Source: 2023 Ministry of Health survey
A 2023 Ministry of Health survey found that nearly 70% of Kenyan households use some form of traditional medicine, often without accurate dosage, clinical trials, or regulation. In rural counties like Kilifi, Kwale, and Tana River, herbal practitioners operate openly, trusted as custodians of indigenous knowledge but often working outside formal oversight. This reliance on unverified treatments has allowed harmful concoctions and misdiagnoses.
In Kenya, 57% of people seek treatment from traditional healers or herbalists compared to 28% who go to health facilities, while 80 % of people in developing countries rely on traditional medicine for primary health care.

A woman and her son fetching water in Kwa Binzaro near Shakahola in Kilifi County. Photo Courtesy Teryani Mwadzaya.
While the scars of Shakahola remain, community resilience, education, and regulatory reforms offer a path toward healing and prevention. The fight for justice is ongoing, but hope persists.
As Kenya confronts the painful legacy of Shakahola and the fresh alarms raised in Kwa Binzaro, the country stands at a crossroads where justice, public health, cultural identity, and state responsibility intersect. The calls from families, healers, researchers, and faith leaders show that preventing another tragedy will require more than arrests or exhumations, as it demands stronger accountability, community education, psychological support, and decisive regulation of both religious and traditional health practices.
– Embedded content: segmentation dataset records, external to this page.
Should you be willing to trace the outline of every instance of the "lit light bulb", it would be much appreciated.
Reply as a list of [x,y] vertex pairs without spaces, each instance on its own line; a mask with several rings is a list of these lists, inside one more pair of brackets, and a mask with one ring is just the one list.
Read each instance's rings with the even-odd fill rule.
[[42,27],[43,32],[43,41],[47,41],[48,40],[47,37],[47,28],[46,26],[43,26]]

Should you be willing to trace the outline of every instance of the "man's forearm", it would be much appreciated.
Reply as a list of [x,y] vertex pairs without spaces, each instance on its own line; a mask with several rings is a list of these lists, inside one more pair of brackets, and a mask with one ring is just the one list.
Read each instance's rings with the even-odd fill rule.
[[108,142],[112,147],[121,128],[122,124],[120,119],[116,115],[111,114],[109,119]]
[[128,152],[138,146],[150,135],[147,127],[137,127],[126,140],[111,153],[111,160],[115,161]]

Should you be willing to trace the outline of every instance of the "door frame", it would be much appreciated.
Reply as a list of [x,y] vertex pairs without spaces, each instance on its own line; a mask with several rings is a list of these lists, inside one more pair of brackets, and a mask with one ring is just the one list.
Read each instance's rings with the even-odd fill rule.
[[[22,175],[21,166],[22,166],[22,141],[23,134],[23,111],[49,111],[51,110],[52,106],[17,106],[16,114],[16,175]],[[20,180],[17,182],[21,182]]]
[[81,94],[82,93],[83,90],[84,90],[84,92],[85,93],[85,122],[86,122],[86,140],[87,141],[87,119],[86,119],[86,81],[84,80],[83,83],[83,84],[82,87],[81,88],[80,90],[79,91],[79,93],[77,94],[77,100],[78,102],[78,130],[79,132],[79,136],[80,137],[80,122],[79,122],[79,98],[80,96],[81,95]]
With reforms such as the KEMRI Bill and the Quality Healthcare and Patient Safety Bill on the horizon, Kenya now has an opportunity to build a safer, evidence-guided system that honors indigenous knowledge while protecting citizens from exploitation. The challenge ahead is ensuring that the lessons of Shakahola translate into lasting safeguards so that no community is ever again left vulnerable to dangerous doctrines, unregulated remedies, or institutional silence.